Arguably, a steadfast belief in meritocracy underscores all sorts of conservative talking points, but particularly the "colorblind" logic of anti-affirmative action. "I judge a man by what he shows me on the field of battle, Sargent," the lightly anti-Semitic Captain Barret tells the Jewish Nathan Marx in Philip Roth's 1959 "Defender of the Faith."Such sentiments (do they originate in the armed forces?) have dominated a certain "post"-racist discourse ever since. At this point in history, meritocracy seems so ingrained into the social that it's hard to remember that such discourses once competed with genuinely racist ideas--of biological superiority--for dominance. This is the exact breakdown that historian Matthew Lassiter identifies at work in the postwar New South (a region whose politics Lassiter views as emblematic for the country as whole). Throughout
The Silent Majority, Lassiter demonstrates how fully blinding a belief in meritocracy can be. Lassiter argues that a Sunbelt moderation of segregation was accomplished “only by replacing the civil rights agenda of social justice with an ostensibly race-neutral discourse of regional progress and individual meritocracy liberated from history itself, the latest and most resilient version of the New South mythology” (30). It's not much of a stretch, then, to argue that, at least in Lassiter's view, meritocracy forms a pillar of the current dominant ideology.

When conspiracy theory is read juxtaposed with such meritocracy, a mixed set of ideas emerge: at first glance, conspiracy theory would seem to undercut meritocracy, because meritocracy must be apparent on the surface, and conspiracy theory's back-room dealing would seem obscene to the meritocratic order.
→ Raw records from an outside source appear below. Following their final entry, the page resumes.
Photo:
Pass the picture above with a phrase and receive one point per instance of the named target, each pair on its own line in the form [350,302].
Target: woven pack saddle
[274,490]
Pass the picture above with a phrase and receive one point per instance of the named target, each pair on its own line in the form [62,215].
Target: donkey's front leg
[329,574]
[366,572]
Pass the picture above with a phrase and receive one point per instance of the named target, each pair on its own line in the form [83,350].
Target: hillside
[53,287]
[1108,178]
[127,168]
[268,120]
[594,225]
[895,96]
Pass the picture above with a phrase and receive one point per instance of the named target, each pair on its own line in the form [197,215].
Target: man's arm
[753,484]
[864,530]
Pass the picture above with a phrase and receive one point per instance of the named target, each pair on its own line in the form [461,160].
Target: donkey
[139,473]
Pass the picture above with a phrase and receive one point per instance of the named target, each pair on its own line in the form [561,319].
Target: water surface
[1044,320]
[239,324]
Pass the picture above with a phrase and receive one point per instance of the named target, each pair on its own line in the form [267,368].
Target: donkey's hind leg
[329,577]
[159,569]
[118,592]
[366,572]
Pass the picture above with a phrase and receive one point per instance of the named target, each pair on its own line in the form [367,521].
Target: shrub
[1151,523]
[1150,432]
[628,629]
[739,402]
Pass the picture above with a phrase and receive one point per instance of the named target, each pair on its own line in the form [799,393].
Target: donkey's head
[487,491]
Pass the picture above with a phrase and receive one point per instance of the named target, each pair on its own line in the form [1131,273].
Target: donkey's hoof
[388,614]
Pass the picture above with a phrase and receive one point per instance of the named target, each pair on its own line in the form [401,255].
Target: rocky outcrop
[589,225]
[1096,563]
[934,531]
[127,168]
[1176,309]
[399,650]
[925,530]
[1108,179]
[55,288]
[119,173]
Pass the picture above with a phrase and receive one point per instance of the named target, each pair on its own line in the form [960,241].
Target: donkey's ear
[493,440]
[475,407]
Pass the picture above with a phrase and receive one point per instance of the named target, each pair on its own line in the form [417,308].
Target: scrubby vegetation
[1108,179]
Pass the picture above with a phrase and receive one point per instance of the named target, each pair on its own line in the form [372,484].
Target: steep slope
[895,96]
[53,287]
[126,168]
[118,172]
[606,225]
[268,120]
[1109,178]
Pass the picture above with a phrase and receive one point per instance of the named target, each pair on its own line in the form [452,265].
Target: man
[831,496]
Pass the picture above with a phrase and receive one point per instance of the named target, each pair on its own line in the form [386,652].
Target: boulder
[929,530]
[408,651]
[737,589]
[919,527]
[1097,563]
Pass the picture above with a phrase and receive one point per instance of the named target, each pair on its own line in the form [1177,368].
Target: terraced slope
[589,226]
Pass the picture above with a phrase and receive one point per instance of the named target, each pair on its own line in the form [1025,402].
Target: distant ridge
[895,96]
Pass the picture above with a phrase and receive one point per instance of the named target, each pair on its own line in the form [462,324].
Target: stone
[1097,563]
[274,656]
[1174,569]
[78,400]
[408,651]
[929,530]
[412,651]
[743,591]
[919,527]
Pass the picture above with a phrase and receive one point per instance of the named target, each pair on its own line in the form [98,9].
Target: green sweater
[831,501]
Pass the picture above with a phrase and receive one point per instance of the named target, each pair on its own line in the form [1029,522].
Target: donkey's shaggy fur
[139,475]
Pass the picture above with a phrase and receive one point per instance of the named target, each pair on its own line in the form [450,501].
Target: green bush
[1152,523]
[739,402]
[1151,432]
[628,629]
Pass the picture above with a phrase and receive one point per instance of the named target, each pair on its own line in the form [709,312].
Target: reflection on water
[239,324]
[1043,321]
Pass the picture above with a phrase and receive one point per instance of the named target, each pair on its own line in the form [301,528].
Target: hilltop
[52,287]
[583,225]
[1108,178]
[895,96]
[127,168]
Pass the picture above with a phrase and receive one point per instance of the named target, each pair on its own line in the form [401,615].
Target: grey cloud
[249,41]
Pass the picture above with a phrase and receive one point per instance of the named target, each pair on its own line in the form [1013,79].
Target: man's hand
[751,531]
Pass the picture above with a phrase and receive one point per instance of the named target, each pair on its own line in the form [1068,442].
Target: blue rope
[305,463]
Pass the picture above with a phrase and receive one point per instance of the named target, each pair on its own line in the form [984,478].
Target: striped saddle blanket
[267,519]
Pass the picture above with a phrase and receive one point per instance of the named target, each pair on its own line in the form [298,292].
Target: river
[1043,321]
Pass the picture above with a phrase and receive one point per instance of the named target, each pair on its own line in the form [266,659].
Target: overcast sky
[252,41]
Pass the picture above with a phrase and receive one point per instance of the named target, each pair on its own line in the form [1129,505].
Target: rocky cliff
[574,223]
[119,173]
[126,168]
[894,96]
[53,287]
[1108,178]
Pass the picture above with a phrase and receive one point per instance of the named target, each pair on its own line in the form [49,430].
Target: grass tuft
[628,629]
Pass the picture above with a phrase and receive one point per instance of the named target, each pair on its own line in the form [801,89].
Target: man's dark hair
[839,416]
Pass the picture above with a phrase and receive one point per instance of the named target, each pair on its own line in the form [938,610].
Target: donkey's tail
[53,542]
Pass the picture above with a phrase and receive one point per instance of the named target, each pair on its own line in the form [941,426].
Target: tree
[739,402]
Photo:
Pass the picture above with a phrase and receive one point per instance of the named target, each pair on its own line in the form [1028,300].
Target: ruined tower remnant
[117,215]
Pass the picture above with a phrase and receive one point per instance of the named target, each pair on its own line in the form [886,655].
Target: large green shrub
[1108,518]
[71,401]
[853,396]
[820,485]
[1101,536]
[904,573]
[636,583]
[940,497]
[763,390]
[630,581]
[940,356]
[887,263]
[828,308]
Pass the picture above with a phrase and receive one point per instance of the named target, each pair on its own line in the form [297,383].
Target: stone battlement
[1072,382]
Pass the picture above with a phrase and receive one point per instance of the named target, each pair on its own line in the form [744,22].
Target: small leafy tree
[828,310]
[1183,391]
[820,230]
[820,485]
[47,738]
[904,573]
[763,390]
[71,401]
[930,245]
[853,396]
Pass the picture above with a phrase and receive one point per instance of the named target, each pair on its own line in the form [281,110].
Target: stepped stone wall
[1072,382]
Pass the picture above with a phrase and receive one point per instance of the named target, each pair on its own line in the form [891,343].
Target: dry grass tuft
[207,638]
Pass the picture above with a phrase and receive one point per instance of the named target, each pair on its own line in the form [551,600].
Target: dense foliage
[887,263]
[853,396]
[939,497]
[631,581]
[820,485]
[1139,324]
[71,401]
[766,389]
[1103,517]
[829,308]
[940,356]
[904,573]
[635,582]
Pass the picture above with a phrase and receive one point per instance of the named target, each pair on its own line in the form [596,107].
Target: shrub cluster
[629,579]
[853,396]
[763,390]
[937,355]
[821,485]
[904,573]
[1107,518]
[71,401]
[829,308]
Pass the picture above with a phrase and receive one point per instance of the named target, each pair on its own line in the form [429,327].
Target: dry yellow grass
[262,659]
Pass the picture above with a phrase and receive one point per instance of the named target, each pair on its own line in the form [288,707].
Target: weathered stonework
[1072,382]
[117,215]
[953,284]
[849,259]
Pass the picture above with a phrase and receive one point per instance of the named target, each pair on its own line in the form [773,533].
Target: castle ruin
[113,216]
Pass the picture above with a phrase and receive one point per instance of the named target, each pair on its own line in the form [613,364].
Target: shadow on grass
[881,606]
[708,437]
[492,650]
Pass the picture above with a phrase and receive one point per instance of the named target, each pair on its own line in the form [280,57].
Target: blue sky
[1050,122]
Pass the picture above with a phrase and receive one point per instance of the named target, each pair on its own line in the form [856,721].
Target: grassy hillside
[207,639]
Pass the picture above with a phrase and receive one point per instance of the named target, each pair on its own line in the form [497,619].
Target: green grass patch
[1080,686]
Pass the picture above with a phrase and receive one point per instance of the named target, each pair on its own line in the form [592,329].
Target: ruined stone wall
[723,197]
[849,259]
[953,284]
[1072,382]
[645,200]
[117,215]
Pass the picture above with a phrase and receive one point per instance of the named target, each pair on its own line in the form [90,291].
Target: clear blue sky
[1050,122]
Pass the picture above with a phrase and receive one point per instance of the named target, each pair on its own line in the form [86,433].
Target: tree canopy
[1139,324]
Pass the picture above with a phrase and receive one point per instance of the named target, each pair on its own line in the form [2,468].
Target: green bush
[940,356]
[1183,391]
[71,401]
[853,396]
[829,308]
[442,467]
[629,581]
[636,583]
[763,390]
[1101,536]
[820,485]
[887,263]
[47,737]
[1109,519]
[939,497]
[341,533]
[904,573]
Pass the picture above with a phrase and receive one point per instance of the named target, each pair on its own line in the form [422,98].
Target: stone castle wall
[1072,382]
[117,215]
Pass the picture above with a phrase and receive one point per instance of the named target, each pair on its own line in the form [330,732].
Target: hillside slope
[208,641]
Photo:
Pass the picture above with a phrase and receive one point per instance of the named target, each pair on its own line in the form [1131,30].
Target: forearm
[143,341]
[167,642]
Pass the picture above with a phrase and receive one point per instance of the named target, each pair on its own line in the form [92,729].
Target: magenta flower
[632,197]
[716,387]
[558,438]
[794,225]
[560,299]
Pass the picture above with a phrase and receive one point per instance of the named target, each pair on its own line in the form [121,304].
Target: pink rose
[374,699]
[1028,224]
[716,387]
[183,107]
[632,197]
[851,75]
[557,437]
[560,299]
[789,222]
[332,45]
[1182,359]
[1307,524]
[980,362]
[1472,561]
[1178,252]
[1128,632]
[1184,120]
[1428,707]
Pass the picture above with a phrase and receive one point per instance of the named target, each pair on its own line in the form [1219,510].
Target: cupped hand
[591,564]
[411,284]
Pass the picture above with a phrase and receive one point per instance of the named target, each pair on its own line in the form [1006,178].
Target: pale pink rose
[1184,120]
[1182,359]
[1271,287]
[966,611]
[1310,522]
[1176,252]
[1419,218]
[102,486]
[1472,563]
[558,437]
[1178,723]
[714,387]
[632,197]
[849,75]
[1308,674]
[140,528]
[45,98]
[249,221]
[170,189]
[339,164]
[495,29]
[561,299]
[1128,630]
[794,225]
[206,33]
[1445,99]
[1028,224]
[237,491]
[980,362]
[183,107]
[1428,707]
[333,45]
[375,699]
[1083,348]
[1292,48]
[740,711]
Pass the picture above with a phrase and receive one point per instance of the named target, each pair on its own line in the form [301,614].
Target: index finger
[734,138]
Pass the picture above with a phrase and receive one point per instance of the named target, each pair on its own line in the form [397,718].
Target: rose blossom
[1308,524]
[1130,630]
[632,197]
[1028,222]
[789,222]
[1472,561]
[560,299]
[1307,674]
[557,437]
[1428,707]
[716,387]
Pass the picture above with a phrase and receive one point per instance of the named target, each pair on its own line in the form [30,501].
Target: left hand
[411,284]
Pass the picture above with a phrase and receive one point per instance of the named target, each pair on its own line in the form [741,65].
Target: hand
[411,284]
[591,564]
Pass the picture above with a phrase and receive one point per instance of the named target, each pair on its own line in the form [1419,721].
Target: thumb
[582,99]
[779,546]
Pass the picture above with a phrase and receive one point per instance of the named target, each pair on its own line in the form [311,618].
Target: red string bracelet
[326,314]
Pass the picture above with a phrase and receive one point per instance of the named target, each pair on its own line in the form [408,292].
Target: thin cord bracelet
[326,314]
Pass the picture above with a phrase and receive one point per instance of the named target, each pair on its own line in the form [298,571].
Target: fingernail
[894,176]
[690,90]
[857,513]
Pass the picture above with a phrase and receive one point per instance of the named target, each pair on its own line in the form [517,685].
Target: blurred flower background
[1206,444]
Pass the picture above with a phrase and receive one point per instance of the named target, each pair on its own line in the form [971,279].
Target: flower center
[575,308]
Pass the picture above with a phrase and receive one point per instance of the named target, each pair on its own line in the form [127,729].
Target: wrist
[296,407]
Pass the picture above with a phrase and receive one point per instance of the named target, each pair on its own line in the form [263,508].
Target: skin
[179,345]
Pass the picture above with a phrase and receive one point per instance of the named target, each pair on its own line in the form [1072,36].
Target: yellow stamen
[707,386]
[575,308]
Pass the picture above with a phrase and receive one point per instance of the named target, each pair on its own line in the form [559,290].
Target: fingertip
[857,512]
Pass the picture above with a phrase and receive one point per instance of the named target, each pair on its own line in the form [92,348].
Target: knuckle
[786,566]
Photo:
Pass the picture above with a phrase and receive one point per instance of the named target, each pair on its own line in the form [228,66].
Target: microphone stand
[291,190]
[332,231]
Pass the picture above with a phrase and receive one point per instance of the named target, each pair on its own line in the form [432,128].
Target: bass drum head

In fact, it's arguable that this is one of the things that fires up Glenn Beck and his audience--that their meritocratic rights are being undermined by a stealthy liberal conspiracy. On the other hand, conspiracy theorists resolutely affirm a belief in hierarchy: the very fact that the conspirators are in place affirms the existence of hierarchical social relations; the Antichrist, after all, still follows good market logic, despite his overwhelming evil. It's more likely, though, that the world of meritocracy--a sunny world where no effort goes unrewarded--in fact forms the obverse of conspiracy theory, the bright, efficient world that's left once the conspiracy theorists win and the conspirators get their grubby hands off America. The conspiracy theorists are the ones "playing by the rules" in a meritocracy. Where, then, does the ressentiment, the conspiracy theorist's envy, desire to occupy the place of the conspirators, play in this framework? Well, first, conspiracy theories provide, of course, a way to account for one's failings in the meritocratic world; I would have been a contender, if not for those conspirators. Second, is it possible that what men want, in a homosocial, envious mode, is to take the shortcuts themselves, to transcend their frustrated lives into the uber-successful world of the conspiracy?